People keep mentioning them, but I have not been able to get any solid information about them, what they do, or even whether they exist.
(Score: 2, Informative) by pTamok on Wednesday October 23 2024, @11:38PM
https://en.wikipedia.org/wiki/AMD_Platform_Security_Processor [wikipedia.org]
(Score: 1, Touché) by Anonymous Coward on Thursday October 24 2024, @01:12AM
Like this one? No wonder the US Gov can't trust Kaspersky (to keep their mouths shut 🤣 )
https://www.kaspersky.com/about/press-releases/kaspersky-discloses-iphone-hardware-feature-vital-in-operation-triangulation-case [kaspersky.com]
https://securelist.com/operation-triangulation-the-last-hardware-mystery/111669/ [securelist.com]
Sure it's "most likely" not a backdoor or was included by mistake, please US Gov, don't ban us!
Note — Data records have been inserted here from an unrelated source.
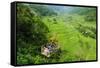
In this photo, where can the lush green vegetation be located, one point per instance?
(74, 31)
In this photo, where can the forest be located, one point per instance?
(55, 34)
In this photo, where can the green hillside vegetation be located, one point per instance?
(75, 33)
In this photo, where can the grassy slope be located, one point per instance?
(74, 45)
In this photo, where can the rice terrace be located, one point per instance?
(53, 33)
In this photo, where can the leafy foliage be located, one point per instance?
(75, 32)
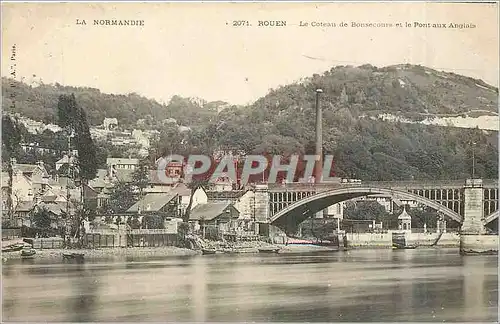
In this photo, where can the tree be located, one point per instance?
(193, 185)
(72, 117)
(140, 176)
(153, 221)
(122, 197)
(11, 138)
(41, 218)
Damn got banned anyway...
(Score: 5, Insightful) by Rosco P. Coltrane on Wednesday October 23 2024, @07:42AM (5 children)
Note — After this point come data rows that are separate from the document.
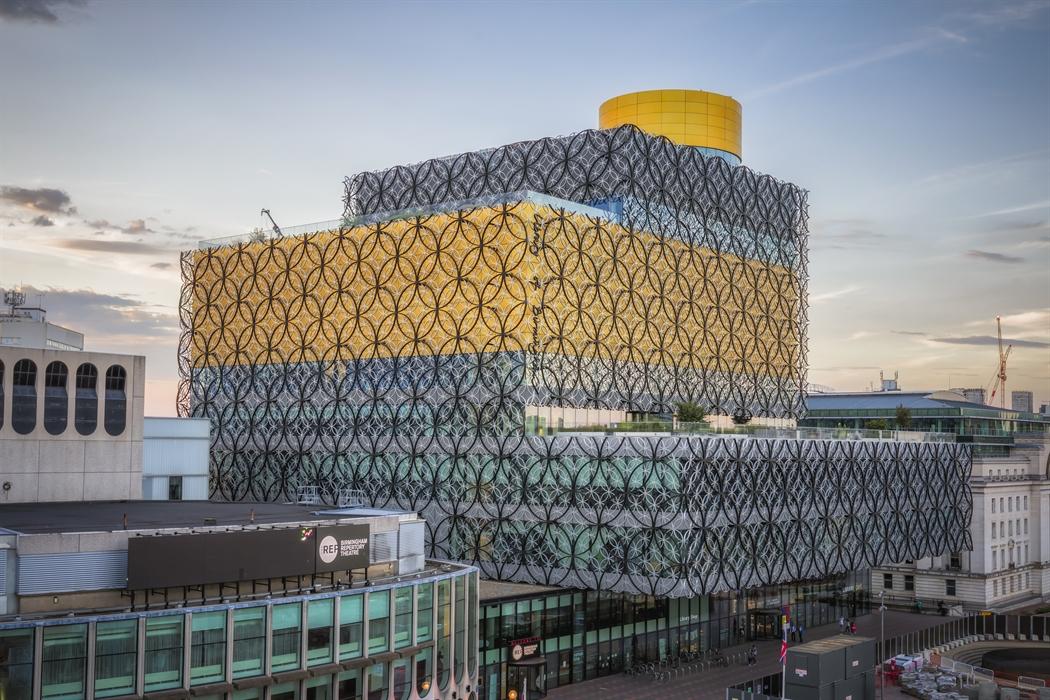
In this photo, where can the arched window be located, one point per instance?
(23, 399)
(56, 398)
(116, 400)
(86, 416)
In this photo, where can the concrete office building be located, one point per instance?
(179, 599)
(1008, 566)
(22, 325)
(480, 339)
(1023, 401)
(70, 425)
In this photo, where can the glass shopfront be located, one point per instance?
(588, 634)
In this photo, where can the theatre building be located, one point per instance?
(177, 599)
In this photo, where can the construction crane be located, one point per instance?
(276, 229)
(999, 381)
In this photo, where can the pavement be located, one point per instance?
(711, 684)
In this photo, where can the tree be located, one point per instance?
(690, 412)
(903, 418)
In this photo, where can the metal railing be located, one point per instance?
(685, 429)
(953, 632)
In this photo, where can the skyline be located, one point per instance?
(918, 241)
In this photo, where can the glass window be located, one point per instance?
(174, 488)
(23, 398)
(378, 679)
(350, 627)
(379, 611)
(319, 688)
(64, 661)
(401, 673)
(116, 412)
(460, 627)
(424, 671)
(471, 626)
(402, 617)
(164, 653)
(444, 632)
(116, 647)
(349, 685)
(208, 648)
(288, 691)
(56, 398)
(424, 613)
(249, 641)
(16, 660)
(86, 401)
(287, 628)
(319, 632)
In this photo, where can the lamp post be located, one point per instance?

The US has been leveling the same accusations at China for the longest time, and it's probably true.
Now China accuses the US of the same things, and it's probably true too.
(Score: 2) by VLM on Wednesday October 23 2024, @12:19PM
Possibly the entire situation could be as simple as whomever tries to insert their backdoor SECOND gets mad when they realize the opfor already inserted a backdoor there. And who gets there second is just some random footrace so sometimes its us and sometimes its them.
(Score: 1, Touché) by Anonymous Coward on Wednesday October 23 2024, @04:55PM (2 children)
In order to terminate this discussion and continue on our merry way, let's label it "whataboutism" like we do with our political candidates when confronting hypocrisy
(Score: 0) by Anonymous Coward on Thursday October 24 2024, @09:44AM (1 child)
You mean like we did in nursery school when we did something we knew we were not supposed to do but saw somebody else doing it first...
(Score: 0) by Anonymous Coward on Thursday October 24 2024, @08:49PM
No, I mean using the term "whataboutism" to quash any revelations of hypocrisy in the people who make accusations against an adversary, or in other words, engaging in projection. Moral of the story is, clean your own house before complaining about the others
(Score: 0) by Anonymous Coward on Thursday October 24 2024, @01:28AM
Thing is how much evidence of hardware backdoors has been provided for the Chinese stuff? So far I do see software backdoors but strangely no sign of hardware backdoors despite the US Gov insisting there are (so why not just show one?). The Bloomberg one was BS - nobody adds physically detectable backdoors where even the bean counters can find them and use those to ask for discounts... Nobody reputable has provided evidence to back the Bloomberg BS claims, in contrast more have come out to say those claims were BS.
In contrast where's the evidence that this was BS? This is how you add hardware backdoors:
https://www.kaspersky.com/about/press-releases/kaspersky-discloses-iphone-hardware-feature-vital-in-operation-triangulation-case [kaspersky.com]
https://securelist.com/operation-triangulation-the-last-hardware-mystery/111669/ [securelist.com]
Sure Kaspersky tried to imply it wasn't a backdoor, but they still got banned anyway. 🤣
(Score: 3, Insightful) by stormwyrm on Wednesday October 23 2024, @04:39PM (1 child)
From the hello-pot-meet-kettle dept.
Numquam ponenda est pluralitas sine necessitate.
(Score: 2) by Frosty Piss on Wednesday October 23 2024, @05:16PM
I suspect this is strictly for internal and friendly audiences.
(Score: 2) by hopdevil on Thursday October 24 2024, @12:33AM
I looked at the Chinese post, translated by Google.. it doesn't have technical details, just discusses publicly known security concerns with Intel. And I can agree Intel is terrible at security, but everything has security issues, so it is no surprise. Is it malicious or incompetence.. maybe it doesn't matter? Security reviews are always warranted for critical components like this, so hopefully they publish the findings?
In the meantime the US is restricting exports to China, so that seems counter to the narrative they are trying to make.